Keyru est un projet indie pop montréalais. Le sextuor est composé de l’auteur-compositeur-interprète David Lalonde, Jean-Gabriel Lalonde (basse), William Bergeron (guitare), Ugo Narval-Hallé (piano), Antony Beaulieu (saxophone) et Simon Pesant (batterie). Ces derniers offrent une pop délicate et texturée avec des textes qui recherchent l’humain.

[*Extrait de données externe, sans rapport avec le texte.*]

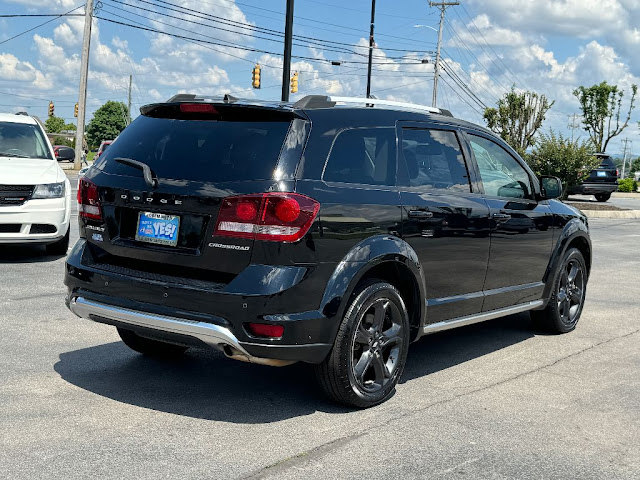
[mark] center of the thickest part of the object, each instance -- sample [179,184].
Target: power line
[25,15]
[514,76]
[477,60]
[464,87]
[460,96]
[40,24]
[240,47]
[330,45]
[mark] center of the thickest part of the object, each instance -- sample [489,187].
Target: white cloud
[11,68]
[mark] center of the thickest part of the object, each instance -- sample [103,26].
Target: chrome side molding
[480,317]
[216,336]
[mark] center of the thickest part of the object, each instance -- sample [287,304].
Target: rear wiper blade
[149,177]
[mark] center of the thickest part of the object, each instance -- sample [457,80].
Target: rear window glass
[200,150]
[22,140]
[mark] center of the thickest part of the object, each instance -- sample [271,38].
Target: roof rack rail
[182,97]
[326,101]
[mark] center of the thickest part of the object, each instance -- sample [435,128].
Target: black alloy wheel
[370,349]
[564,308]
[376,346]
[570,294]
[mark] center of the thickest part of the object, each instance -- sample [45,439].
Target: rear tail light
[284,217]
[265,330]
[89,200]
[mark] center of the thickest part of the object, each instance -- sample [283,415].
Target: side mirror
[550,187]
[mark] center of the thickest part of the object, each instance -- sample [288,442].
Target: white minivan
[35,194]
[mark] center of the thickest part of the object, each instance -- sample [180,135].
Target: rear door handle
[420,214]
[501,217]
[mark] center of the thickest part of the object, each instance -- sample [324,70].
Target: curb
[612,213]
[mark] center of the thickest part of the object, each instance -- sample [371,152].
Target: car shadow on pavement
[26,254]
[440,351]
[204,384]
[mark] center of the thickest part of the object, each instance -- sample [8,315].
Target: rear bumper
[184,315]
[595,188]
[17,222]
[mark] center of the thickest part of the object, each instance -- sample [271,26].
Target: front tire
[563,311]
[370,350]
[147,346]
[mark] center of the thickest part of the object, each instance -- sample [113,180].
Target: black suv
[602,181]
[332,231]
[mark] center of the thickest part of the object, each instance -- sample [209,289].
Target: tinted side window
[363,155]
[501,174]
[434,159]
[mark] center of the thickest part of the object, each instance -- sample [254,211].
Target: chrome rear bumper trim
[211,334]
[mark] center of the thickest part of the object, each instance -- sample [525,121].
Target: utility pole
[573,124]
[371,43]
[129,101]
[82,95]
[626,142]
[286,64]
[443,6]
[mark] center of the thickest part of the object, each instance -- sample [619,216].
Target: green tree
[601,105]
[54,124]
[107,122]
[518,117]
[571,161]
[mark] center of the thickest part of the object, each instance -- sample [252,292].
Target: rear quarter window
[199,150]
[363,155]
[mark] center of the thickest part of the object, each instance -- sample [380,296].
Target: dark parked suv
[602,181]
[332,231]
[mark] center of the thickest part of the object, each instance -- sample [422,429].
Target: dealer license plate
[158,228]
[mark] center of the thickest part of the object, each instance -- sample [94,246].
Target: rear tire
[61,246]
[563,311]
[370,349]
[147,346]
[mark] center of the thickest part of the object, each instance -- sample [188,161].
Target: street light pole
[82,94]
[436,72]
[286,64]
[371,43]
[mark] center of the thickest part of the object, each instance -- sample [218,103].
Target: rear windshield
[200,150]
[22,140]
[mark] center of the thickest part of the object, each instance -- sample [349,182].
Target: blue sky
[550,47]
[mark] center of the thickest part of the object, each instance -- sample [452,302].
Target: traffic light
[255,76]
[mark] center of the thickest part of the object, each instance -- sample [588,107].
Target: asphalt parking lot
[494,400]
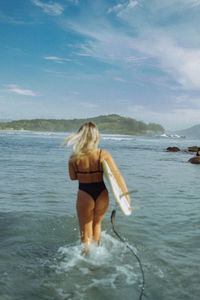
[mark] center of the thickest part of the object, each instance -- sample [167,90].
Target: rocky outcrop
[193,148]
[194,160]
[173,149]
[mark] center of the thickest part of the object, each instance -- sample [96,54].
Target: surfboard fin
[127,193]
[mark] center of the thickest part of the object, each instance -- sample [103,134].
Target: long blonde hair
[84,141]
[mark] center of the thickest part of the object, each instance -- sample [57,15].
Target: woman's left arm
[72,173]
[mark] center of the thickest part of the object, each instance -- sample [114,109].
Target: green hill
[106,124]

Le nom du projet, Keyru, n’est pas anodin : il signifie courir en islandais et symbolise le rythme de la vie de nos jours, ainsi que le désir de se propulser le plus loin et le plus fort possible, le tout, dans une urgence de vivre. Leur premier EP, Everything is a Quiet Quest, paraîtra le 20 août prochain. D’ici là, trois chansons sont disponibles sur les plateformes d’écoute en ligne : Everything I Gather, Everything is a Nameless Feeling et Everything is a Self-Discovery. Cette dernière est née d’une profonde humilité face aux désirs de découverte et de guérison. Elle traite d’amour, certes, mais également du faussement acquis, d’acceptation, du pardon ainsi que du sentiment immense qui nous envahit quand on réalise que ce qu’on cherchait, tout ce temps, était nous-même.
© Keyru, photo de courtoisie
J’ai eu la chance de m’entretenir avec David Lalonde, la voix derrière ce projet musical. Nous avons parlé, entre autres, de la naissance du projet, de Everything is a Quiet Quest ainsi que d’un projet assez spécial! Sans plus attendre, voici notre discussion!
Myriam : Qu’est-ce qui t’a amené à faire de la musique ?
David : Ça a commencé entre amis au secondaire. C’étaient des moments qu’on vivait ensemble où on chantait du Mumford & Sons ensemble, tous collé en se donnant de l’amour en même temps. C’était vraiment un vibe. J’ai commencé à chanter plus fort que les autres; j’ai découvert ma passion en le faisant et en trouvant dans la musique quelque chose qui guérit aussi. La joie de la musique, le fait que ça rassemble les humains et que ça nous rassemble tous autour d’une même trame sonore, je trouve ça spécial.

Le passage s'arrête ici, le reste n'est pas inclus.